Dr. A. K. Patwari *
Professor of Pediatrics and Incharge, Division of Pediatric Gastroenterology & Nutrition,
Lady Hardinge Medical College & Kalawati Saran Children's Hospital, New Delhi. *
|Celiac Disease (CD), once believed to be rare in India, has increasingly been reported as a common cause of malabsorption in North Indian children. 368 children were diagnosed as CD in the Division of Pediatric Gastroenterology & Nutrition, Kalawati Saran Children's Hospital, New Delhi from 1992 onwards as per ESPGHAN criteria. Typical endoscopic findings of scalloping and nodularity of duodenal mucosa were seen in majority of the cases. Diagnosis was also supported by a positive serology for CD (antigliadin antibody IgG and IgA, antireticulin antibody and anti-endomysial antibody). More recently Anti tissue transglutaminase antibodies (tTG) is employed as a single serological test for screening of suspected cases, asymptomatic "at risk" individuals and for monitoring dietary compliance in some children.
Diagnostic delay has been a feature of CD in Indian children with age at diagnosis ranging from 2.5 to 12 years (mean 7.6 ± 2.37 years) with duration of symptoms ranging from 3 months to 10 years (mean 5.8 ± 2.6 years). Clinical profile included stunted growth (100%), anemia (100%), diarrhea (93.8%), and abdominal distension (70.8%). 12 children were hospitalized in acutely ill condition with celiac crisis and one of them presented after she was diagnosed and started on gluten-free diet (GFD) but remained non-complaint. Non-gastrointestinal manifestations included Dermatitis herpetiformis, Dental enamel hypoplasia of permanent teeth, Osteopenia/Osteoporosis and delayed Puberty. On enrolment all the children had a hemoglobin level <11 gm%, 78% had microcytic hypochromic anemia and 22% had dimorphic anemia, with lower mean MCV, MCH and Serum ferritin levels, and higher mean TIBC.

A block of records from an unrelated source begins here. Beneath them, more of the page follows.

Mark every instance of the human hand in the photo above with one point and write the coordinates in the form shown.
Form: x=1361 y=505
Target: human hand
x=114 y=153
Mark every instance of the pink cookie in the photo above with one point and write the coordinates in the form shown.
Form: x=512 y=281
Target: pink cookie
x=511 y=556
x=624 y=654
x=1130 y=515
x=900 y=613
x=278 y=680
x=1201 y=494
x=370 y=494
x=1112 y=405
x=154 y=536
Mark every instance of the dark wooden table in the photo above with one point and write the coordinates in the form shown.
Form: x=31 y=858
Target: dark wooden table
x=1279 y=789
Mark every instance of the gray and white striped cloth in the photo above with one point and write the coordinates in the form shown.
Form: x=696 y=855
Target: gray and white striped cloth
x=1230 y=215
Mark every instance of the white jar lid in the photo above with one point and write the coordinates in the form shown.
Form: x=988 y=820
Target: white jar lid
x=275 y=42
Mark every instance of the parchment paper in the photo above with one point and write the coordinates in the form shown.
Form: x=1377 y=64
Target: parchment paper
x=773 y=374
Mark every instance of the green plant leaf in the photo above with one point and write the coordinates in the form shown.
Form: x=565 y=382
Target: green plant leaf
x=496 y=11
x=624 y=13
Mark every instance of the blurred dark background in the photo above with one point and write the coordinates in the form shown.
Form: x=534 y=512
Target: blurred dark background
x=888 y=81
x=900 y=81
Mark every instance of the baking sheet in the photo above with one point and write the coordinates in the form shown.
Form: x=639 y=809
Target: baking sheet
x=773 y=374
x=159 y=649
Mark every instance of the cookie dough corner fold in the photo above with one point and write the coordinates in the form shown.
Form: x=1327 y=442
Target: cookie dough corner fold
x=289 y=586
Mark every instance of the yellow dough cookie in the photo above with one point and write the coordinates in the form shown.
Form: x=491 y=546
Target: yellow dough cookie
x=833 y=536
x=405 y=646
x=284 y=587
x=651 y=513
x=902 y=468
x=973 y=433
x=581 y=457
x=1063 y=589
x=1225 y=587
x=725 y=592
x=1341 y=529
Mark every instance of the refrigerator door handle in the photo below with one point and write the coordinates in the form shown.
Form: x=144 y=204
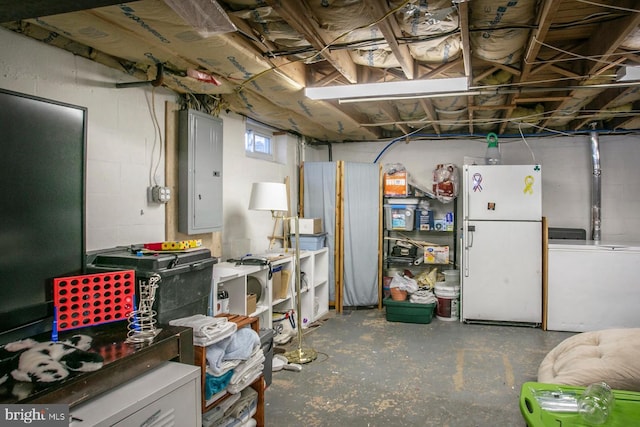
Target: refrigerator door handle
x=467 y=233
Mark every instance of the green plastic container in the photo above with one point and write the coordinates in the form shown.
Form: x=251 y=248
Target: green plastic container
x=408 y=312
x=625 y=412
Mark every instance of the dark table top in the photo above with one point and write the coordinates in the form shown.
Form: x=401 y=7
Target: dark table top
x=122 y=361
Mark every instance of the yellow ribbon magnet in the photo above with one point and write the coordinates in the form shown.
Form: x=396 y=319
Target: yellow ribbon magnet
x=528 y=185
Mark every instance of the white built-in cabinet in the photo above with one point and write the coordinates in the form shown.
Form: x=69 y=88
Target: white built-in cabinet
x=314 y=290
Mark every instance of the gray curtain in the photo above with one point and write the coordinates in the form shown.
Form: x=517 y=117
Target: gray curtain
x=361 y=207
x=320 y=202
x=360 y=223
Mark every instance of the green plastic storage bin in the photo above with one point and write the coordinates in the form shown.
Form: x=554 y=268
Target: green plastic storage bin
x=408 y=312
x=625 y=412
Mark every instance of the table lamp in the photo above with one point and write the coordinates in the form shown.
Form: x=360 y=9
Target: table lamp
x=272 y=196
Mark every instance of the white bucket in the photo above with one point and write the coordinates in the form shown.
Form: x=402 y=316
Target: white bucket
x=452 y=277
x=448 y=307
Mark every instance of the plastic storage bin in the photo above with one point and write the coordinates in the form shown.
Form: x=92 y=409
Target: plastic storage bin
x=408 y=312
x=185 y=278
x=625 y=412
x=399 y=217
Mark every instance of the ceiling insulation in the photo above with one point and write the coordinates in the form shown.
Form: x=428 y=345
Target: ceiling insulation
x=535 y=66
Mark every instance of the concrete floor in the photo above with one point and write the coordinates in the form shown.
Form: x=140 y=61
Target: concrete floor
x=371 y=372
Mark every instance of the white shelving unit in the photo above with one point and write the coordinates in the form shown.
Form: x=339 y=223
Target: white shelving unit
x=314 y=291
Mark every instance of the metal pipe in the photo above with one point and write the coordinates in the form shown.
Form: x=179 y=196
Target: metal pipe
x=596 y=185
x=155 y=83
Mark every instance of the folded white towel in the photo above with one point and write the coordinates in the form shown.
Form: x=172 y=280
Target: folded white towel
x=240 y=372
x=248 y=378
x=207 y=330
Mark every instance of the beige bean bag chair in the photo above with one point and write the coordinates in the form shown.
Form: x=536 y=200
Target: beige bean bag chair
x=611 y=355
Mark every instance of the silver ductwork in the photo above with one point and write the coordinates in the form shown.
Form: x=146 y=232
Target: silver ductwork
x=596 y=186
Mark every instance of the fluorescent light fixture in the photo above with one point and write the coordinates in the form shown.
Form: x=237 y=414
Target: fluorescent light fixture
x=408 y=97
x=628 y=73
x=406 y=87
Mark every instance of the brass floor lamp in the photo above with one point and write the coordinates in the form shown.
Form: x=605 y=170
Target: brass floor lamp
x=272 y=196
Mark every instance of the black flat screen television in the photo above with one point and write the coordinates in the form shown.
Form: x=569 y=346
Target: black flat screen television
x=42 y=213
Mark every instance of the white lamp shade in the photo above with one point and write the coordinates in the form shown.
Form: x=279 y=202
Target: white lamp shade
x=269 y=196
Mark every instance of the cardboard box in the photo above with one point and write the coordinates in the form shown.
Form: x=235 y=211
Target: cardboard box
x=395 y=184
x=306 y=225
x=436 y=254
x=279 y=282
x=252 y=303
x=424 y=220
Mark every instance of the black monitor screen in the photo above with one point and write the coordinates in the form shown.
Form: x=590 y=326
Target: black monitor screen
x=42 y=213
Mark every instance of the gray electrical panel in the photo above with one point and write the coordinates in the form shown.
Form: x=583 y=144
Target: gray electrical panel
x=200 y=173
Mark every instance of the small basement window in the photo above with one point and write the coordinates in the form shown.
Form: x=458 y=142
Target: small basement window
x=259 y=141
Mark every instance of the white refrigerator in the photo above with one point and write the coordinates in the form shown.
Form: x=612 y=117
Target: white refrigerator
x=502 y=244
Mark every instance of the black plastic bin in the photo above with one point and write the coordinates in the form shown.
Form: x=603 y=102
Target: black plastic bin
x=185 y=278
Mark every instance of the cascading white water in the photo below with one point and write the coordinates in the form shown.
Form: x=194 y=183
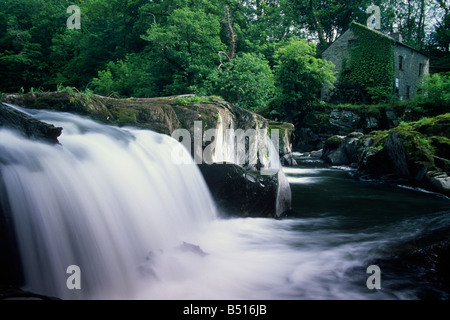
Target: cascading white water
x=104 y=200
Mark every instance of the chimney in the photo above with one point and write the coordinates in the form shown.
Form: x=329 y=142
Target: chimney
x=397 y=36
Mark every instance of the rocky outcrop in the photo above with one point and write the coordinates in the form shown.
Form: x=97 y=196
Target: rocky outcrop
x=341 y=150
x=216 y=132
x=29 y=126
x=317 y=125
x=415 y=153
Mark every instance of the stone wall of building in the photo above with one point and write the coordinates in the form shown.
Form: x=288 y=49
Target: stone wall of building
x=409 y=66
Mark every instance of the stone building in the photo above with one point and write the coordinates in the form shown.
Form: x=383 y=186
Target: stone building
x=409 y=64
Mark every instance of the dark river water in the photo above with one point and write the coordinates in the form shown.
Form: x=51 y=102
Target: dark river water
x=377 y=223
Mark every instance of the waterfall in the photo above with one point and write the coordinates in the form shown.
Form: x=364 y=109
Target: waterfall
x=104 y=200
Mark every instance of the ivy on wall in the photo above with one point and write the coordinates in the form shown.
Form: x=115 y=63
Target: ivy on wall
x=371 y=63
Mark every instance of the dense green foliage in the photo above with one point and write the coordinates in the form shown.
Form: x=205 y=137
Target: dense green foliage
x=247 y=81
x=300 y=76
x=238 y=49
x=371 y=63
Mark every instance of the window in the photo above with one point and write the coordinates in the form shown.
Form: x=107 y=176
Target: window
x=400 y=63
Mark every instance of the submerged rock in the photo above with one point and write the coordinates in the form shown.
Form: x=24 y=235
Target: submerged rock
x=249 y=194
x=27 y=125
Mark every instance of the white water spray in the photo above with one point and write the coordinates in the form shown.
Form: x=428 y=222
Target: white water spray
x=102 y=200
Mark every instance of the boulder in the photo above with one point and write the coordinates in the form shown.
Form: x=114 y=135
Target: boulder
x=238 y=192
x=29 y=126
x=342 y=151
x=344 y=119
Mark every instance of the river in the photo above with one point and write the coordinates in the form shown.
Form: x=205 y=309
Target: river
x=109 y=201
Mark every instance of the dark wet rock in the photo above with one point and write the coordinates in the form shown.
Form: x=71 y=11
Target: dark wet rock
x=242 y=193
x=27 y=125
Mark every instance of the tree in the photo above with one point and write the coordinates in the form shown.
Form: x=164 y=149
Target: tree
x=246 y=81
x=327 y=20
x=300 y=76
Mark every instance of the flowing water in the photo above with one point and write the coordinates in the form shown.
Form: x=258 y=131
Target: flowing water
x=111 y=202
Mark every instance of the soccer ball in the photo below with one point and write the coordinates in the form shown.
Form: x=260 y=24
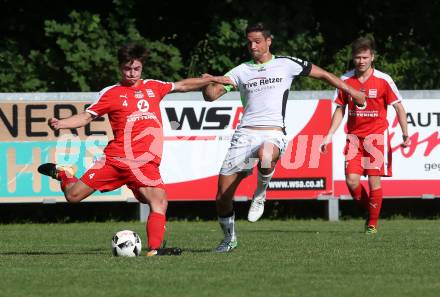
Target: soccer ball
x=126 y=243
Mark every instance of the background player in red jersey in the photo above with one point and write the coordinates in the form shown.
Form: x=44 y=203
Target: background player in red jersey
x=132 y=158
x=367 y=150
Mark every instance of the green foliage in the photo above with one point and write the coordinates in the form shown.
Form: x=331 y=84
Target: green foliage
x=409 y=63
x=18 y=73
x=221 y=50
x=274 y=258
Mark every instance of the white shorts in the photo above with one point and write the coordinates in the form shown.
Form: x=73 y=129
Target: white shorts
x=242 y=155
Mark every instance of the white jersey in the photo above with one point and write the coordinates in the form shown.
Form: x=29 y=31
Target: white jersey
x=264 y=89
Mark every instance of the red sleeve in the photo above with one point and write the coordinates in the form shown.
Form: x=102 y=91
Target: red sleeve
x=101 y=105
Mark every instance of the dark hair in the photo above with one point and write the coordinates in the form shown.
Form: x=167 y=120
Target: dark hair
x=130 y=52
x=362 y=44
x=259 y=27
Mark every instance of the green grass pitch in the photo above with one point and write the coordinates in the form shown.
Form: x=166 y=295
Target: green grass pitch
x=274 y=258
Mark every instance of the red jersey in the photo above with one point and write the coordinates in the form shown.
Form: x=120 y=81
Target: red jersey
x=380 y=91
x=135 y=118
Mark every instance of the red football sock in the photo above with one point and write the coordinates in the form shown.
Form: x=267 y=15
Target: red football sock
x=155 y=230
x=360 y=195
x=65 y=179
x=374 y=206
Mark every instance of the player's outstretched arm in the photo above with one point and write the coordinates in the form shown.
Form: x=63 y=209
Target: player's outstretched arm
x=403 y=122
x=193 y=84
x=337 y=117
x=75 y=121
x=330 y=78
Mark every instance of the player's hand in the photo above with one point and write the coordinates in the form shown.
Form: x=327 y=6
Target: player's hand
x=406 y=141
x=54 y=123
x=325 y=142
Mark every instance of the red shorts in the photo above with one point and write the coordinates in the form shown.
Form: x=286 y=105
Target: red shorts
x=108 y=174
x=368 y=156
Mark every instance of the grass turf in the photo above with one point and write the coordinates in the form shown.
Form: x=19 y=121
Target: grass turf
x=274 y=258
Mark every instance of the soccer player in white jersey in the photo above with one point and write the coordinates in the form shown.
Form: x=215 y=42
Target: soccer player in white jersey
x=264 y=85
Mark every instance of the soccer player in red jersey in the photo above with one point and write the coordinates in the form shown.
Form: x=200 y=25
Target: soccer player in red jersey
x=132 y=158
x=367 y=151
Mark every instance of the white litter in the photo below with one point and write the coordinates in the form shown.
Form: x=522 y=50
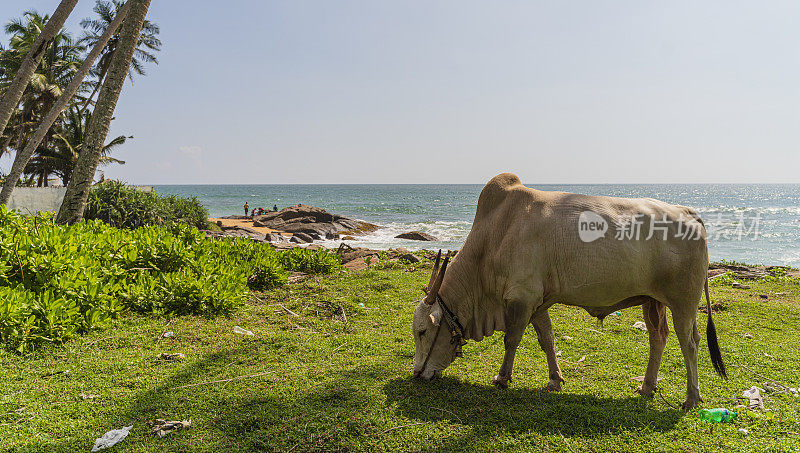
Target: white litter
x=237 y=329
x=111 y=438
x=754 y=395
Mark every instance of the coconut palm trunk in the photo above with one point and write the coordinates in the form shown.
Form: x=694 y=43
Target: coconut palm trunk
x=74 y=202
x=21 y=80
x=22 y=158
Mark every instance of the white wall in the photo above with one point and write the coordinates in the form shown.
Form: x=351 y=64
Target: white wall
x=29 y=200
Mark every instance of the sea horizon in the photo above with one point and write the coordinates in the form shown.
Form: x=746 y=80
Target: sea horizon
x=770 y=213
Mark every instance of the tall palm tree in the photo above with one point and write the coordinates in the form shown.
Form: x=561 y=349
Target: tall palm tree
x=58 y=65
x=60 y=159
x=146 y=47
x=22 y=76
x=74 y=203
x=33 y=144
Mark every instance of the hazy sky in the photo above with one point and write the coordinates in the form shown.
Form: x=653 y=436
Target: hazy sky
x=458 y=91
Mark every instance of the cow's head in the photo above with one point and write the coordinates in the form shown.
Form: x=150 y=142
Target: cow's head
x=434 y=350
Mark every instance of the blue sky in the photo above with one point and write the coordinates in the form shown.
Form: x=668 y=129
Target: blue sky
x=458 y=91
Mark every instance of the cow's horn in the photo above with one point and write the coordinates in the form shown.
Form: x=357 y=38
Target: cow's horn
x=435 y=271
x=434 y=290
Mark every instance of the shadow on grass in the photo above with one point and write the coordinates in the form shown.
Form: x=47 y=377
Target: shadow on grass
x=517 y=410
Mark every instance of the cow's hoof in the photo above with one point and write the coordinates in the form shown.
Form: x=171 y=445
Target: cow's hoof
x=644 y=391
x=691 y=403
x=501 y=381
x=554 y=385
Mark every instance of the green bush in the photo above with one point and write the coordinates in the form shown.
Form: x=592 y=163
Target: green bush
x=310 y=261
x=125 y=206
x=58 y=281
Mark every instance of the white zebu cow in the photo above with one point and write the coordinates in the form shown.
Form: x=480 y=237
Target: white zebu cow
x=529 y=249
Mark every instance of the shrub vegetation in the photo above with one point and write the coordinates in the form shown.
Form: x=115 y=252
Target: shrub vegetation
x=58 y=281
x=125 y=206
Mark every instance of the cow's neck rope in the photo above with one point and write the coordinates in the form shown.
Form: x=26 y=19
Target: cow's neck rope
x=456 y=331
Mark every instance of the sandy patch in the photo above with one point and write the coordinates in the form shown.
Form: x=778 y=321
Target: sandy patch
x=248 y=224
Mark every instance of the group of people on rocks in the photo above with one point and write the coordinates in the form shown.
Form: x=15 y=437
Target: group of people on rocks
x=257 y=211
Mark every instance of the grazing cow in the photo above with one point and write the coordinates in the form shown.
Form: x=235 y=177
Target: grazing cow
x=529 y=249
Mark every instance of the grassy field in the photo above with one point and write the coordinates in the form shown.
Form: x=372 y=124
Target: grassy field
x=332 y=361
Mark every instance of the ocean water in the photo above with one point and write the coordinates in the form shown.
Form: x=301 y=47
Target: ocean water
x=753 y=223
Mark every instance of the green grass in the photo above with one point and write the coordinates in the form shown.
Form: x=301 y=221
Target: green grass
x=336 y=385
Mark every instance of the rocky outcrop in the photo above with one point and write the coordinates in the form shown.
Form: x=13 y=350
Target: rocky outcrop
x=416 y=236
x=236 y=232
x=312 y=221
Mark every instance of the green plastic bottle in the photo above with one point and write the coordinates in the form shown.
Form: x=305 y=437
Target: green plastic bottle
x=718 y=415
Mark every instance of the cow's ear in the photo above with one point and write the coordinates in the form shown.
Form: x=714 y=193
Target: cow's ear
x=436 y=314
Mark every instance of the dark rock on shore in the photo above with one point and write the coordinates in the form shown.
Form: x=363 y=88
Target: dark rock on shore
x=416 y=236
x=237 y=232
x=312 y=221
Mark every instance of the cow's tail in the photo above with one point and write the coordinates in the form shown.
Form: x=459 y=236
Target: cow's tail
x=713 y=343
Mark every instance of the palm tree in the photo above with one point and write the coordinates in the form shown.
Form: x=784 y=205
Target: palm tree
x=74 y=203
x=60 y=159
x=33 y=144
x=22 y=74
x=93 y=30
x=58 y=64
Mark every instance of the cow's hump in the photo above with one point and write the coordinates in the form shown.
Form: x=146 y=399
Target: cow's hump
x=495 y=192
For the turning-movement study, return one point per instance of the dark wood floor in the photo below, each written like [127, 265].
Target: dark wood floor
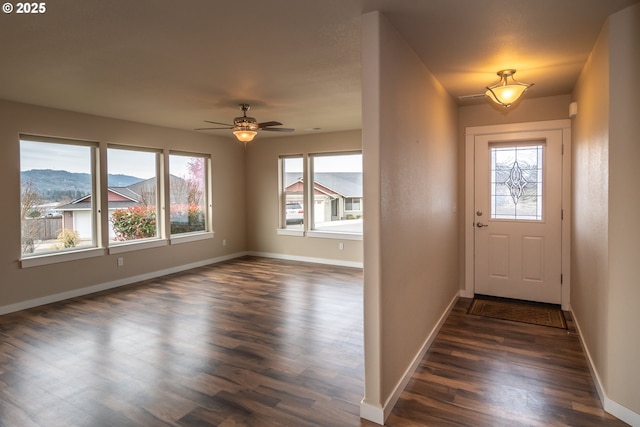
[259, 342]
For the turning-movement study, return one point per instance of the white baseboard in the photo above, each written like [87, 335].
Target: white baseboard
[614, 408]
[23, 305]
[329, 261]
[379, 414]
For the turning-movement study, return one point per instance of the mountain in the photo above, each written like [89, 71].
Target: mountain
[56, 185]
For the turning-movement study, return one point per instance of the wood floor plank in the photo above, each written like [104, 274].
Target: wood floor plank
[263, 342]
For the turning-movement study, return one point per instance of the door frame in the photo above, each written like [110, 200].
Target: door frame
[469, 190]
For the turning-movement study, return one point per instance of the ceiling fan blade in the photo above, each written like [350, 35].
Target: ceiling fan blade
[265, 124]
[278, 129]
[218, 123]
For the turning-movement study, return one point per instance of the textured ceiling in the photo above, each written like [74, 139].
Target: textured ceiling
[176, 64]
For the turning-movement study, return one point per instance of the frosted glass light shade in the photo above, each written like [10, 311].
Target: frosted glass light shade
[504, 92]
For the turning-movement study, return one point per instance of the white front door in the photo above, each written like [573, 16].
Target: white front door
[518, 215]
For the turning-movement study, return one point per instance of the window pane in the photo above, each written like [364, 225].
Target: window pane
[132, 194]
[337, 188]
[516, 182]
[57, 197]
[188, 193]
[293, 183]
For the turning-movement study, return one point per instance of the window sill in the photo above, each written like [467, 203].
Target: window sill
[334, 235]
[135, 246]
[177, 239]
[61, 257]
[290, 232]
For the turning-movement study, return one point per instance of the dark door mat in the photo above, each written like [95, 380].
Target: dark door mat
[519, 311]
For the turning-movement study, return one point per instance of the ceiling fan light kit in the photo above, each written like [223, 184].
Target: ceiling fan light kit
[505, 92]
[245, 135]
[246, 128]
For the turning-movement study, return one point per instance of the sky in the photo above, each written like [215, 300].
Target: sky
[338, 163]
[76, 159]
[141, 164]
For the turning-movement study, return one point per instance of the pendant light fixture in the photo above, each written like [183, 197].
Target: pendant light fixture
[506, 92]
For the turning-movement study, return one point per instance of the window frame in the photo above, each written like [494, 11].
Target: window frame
[282, 197]
[96, 248]
[191, 236]
[308, 229]
[149, 242]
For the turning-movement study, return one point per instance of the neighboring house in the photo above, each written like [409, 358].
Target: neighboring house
[77, 216]
[337, 195]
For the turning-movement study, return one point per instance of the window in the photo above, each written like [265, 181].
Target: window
[58, 196]
[337, 192]
[293, 192]
[189, 193]
[132, 194]
[516, 182]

Children diagnosed with CD were started on a Gluten Free Diet (GFD) and followed up in the Pediatric Gastroenterology and Nutrition Clinic. Children were encouraged to attend this clinic every month for the first 6 months, every 2 months over the following 6 months. Quarterly for the next and every 6 months thereafter. On regular follow-up, the children were assessed for details of diet (to ascertain compliance and quality of food intake), symptomatic improvement and anthropometric assessment.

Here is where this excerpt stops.